2025-11-30 09:06:38 +08:00
commit ed3e4c84c3
76 changed files with 20449 additions and 0 deletions
--- a/skills/root-cause-tracing/SKILL.md
+++ b/skills/root-cause-tracing/SKILL.md
@@ -0,0 +1,566 @@
+---
+name: root-cause-tracing
+description: Use when errors occur deep in execution - traces bugs backward through call stack to find original trigger, not just symptom
+---
+
+<skill_overview>
+Bugs manifest deep in the call stack; trace backward until you find the original trigger, then fix at source, not where error appears.
+</skill_overview>
+
+<rigidity_level>
+MEDIUM FREEDOM - Follow the backward tracing process strictly, but adapt instrumentation and debugging techniques to your language and tools.
+</rigidity_level>
+
+<quick_reference>
+| Step | Action | Question |
+|------|--------|----------|
+| 1 | Read error completely | What failed and where? |
+| 2 | Find immediate cause | What code directly threw this? |
+| 3 | Trace backward one level | What called this code? |
+| 4 | Keep tracing up stack | What called that? |
+| 5 | Find where bad data originated | Where was invalid value created? |
+| 6 | Fix at source | Address root cause |
+| 7 | Add defense at each layer | Validate assumptions as backup |
+
+**Core rule:** Never fix just where error appears. Fix where problem originates.
+</quick_reference>
+
+<when_to_use>
+- Error happens deep in execution (not at entry point)
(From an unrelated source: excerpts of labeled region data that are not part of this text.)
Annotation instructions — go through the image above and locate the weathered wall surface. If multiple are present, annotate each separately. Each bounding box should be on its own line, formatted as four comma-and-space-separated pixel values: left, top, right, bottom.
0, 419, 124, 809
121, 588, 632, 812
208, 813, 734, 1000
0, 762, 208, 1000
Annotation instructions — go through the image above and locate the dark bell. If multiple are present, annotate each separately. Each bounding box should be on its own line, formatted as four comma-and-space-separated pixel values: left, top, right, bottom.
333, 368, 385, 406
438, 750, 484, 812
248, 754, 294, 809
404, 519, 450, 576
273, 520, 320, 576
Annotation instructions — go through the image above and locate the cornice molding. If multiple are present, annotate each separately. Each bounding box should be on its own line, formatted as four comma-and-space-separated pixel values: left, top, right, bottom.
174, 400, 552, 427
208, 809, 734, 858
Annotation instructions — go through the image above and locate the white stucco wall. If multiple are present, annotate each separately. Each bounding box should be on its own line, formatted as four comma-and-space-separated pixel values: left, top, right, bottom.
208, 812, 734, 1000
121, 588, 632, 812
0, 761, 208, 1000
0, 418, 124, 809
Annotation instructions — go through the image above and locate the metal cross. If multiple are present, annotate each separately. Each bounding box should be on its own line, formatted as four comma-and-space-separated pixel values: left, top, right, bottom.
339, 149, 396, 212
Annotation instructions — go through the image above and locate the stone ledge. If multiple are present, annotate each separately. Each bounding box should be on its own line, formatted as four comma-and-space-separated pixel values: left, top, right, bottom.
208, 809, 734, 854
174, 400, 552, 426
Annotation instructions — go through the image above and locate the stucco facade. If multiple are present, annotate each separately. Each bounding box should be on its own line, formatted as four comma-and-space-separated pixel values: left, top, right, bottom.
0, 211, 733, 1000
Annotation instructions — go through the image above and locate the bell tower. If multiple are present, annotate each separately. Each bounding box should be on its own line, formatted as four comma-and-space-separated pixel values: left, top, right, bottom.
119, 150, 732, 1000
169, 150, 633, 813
+- Stack trace shows long call chain
+- Unclear where invalid data originated
+- Need to find which test/code triggers problem
+- Error message points to utility/library code
+
+**Example symptoms:**
+- "Database rejects empty string" ← Where did empty string come from?
+- "File not found: ''" ← Why is path empty?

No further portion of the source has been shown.